Following a three and out, TCU's John Braziel boomed a punt to Tech freshman, Danny Amendola, who promptly slithered and darted his way 52 yards to the TCU 3. He tossed the ball into the air, however and drew a 15-yard unsportsmanlike conduct penalty, which moved the ball back to the TCU 18. No problem. Three plays later Cumbie shoveled a pass to Johnnie Mack, who knifed into the end zone untouched, cutting the TCU lead to 7 with 3:32 to play until half time.

Brandon Hassell took over for a gimpy Gunn on TCU's next series, but could do nothing to stem the gathering tide. Three plays, out, and a punt, and Tech took over again on its 35 with 2:30 to play in the half. Cumbie, running the hurry up offense like Roger Staubach, quickly marched the Raiders down the field, capping the drive with a lovely 4-yard toss to the lethal Bristol Olomua for a touchdown. Amazingly, Tech had knotted the score at 21s going into the intermission.

Amendola took over in the second half where he left off in the first, scooping up Braziel's first punt of the stanza at his own 33, and rambling 47 yards to the TCU 20. From there, Cumbie concluded the short drive with a 4-yard pass to Olomua over the middle, and Tech took a lead that it would never relinquish.

Following yet another three and out compliments of the Tech defense, which held the Frogs to 316 total yards on the afternoon, the Raiders knifed 68 yards for seven more points, which came on a 6-yard jaunt by Taurean Henderson. Tech led 35-21. Next, it was the defense's turn to get into the scoring act. TCU's Hassell rolled out from his 29 yard line, only to be decked by Adell Duckett. The hit jarred the ball loose, and Duckett's partner in crime Keyunta Dawson picked up the pig at the 17 and steamed into the end zone for a 42-21 lead.

Tech's next possession began at the inauspicious location of its own 4-yard line. On the first play of the drive, however Cumbie, after checking off at the line of scrimmage, hit Hicks with a strike that netted 62 yards and a first down at the TCU 34. Six plays later, Johnnie Mack galloped 8 yards untouched for a touchdown and a commanding 49-21 Tech lead at the end of the third quarter.

The fourth quarter was every bit as wild as the third, although the outcome was no longer in doubt.

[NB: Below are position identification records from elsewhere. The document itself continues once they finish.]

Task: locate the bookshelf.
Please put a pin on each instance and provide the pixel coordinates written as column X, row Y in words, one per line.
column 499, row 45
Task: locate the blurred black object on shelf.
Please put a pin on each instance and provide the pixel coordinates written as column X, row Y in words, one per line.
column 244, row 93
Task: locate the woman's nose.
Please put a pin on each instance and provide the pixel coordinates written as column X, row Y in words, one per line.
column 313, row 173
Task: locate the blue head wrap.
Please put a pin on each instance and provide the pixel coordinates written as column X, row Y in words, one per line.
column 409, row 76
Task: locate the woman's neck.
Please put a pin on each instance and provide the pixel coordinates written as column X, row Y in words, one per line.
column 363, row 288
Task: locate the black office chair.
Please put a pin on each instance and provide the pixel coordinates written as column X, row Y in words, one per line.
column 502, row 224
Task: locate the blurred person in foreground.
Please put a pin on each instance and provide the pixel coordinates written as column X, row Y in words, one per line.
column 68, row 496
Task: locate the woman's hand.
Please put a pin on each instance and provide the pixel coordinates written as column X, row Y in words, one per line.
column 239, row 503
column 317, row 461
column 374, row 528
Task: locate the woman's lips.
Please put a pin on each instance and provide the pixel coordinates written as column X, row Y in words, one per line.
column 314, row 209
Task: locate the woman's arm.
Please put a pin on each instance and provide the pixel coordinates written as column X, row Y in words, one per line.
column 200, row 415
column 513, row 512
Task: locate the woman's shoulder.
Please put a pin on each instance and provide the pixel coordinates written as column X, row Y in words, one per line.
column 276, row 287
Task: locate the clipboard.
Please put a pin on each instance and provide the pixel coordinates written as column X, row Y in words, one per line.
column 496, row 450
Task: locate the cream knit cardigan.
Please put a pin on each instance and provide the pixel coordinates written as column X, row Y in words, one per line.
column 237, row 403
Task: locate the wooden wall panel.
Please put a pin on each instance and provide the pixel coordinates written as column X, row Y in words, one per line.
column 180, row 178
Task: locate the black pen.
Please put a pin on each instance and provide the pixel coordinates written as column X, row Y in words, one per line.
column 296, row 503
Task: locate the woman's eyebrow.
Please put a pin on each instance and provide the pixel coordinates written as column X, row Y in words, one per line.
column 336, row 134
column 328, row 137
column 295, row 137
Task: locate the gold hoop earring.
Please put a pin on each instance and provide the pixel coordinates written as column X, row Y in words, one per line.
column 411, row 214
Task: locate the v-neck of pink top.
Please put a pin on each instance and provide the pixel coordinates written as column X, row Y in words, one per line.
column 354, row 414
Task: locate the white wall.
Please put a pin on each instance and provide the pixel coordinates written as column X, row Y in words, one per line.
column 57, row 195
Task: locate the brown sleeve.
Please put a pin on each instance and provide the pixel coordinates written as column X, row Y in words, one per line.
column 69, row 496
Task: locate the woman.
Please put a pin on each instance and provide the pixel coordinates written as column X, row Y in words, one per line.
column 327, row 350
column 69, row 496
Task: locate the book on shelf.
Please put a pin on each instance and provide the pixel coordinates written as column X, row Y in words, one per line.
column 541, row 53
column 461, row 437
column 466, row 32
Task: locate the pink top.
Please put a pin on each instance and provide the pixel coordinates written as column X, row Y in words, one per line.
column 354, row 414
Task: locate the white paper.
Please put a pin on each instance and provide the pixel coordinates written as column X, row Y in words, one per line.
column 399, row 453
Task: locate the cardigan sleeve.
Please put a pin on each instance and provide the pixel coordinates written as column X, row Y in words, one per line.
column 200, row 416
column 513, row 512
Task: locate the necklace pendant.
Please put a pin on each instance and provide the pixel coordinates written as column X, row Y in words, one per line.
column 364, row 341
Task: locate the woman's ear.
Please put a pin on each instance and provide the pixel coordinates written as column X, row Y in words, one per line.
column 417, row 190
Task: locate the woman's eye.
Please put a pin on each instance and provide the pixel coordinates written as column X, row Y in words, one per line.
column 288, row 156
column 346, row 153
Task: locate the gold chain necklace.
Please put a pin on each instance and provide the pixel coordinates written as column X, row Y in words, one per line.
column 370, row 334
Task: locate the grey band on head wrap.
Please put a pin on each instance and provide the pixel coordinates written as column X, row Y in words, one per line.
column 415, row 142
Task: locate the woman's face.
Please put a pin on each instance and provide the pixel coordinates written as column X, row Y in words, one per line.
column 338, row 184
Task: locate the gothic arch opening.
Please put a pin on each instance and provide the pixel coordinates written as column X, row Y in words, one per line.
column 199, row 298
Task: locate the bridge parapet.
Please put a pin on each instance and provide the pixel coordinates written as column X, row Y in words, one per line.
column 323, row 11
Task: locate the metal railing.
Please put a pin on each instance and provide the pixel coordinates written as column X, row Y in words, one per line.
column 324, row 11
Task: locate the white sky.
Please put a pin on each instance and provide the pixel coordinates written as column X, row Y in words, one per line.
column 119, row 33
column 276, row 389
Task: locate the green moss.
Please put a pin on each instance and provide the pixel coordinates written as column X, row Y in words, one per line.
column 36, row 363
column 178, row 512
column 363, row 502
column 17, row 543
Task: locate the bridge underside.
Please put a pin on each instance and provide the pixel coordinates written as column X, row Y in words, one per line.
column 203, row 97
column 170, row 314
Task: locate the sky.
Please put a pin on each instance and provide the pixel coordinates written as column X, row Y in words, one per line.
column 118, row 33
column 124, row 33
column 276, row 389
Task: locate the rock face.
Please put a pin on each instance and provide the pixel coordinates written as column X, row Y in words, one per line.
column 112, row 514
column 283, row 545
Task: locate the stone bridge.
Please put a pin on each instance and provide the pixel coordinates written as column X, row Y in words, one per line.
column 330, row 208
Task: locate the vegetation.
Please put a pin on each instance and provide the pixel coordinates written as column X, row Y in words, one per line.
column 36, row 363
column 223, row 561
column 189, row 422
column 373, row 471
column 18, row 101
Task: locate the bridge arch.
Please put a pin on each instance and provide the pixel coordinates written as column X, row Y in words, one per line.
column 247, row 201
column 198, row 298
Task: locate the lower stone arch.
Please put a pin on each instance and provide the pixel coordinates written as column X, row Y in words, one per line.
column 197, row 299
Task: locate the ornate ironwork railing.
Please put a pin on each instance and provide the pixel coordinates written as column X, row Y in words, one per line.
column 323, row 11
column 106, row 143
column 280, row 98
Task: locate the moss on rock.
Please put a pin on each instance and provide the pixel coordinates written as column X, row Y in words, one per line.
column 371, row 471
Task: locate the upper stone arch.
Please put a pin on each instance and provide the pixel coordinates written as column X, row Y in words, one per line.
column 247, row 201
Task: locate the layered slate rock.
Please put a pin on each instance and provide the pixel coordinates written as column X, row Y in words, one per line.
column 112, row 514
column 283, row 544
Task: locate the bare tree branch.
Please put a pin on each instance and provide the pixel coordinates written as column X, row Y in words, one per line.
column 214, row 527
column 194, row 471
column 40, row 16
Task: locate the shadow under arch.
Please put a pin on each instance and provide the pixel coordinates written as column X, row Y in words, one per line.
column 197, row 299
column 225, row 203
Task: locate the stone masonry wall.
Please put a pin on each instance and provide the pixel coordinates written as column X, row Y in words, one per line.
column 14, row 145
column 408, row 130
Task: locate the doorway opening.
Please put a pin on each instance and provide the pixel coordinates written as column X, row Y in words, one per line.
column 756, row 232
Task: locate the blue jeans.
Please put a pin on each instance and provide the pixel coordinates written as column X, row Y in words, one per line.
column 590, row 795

Tech led off the scoring with a 2-yard Henderson touchdown that had been set up by a 56-yard completion to Clay McGuire. Tech had just reeled off 56 unanswered points after trailing 21-0. TCU's offense got back on track at this point with a 61-yard option run by Lonta Hobbs, who split John Saldi and Vincent Meeks on his way to pay-dirt. According to Tech Defensive Coordinator, Lyle Setencich, "We had a couple of young kids in [on Hobb's TD run]. One of those younger kids didn't do what he was supposed to." On Tech's very next offensive snap, Cumbie threw an interception to TCU's Mark Walker deep in Tech territory. Hassell then hit Harmon for a 22-yard touchdown over Antonio Huffman, and the score was 56-35. TCU would get no closer, however.

Tech's final two touchdowns, which led to the talismanic tally of 70, came on a 34-yard Cumbie toss to Hicks, and a pretty 30-yard shot from backup quarterback, Cody Hodges to Johnnie Mack.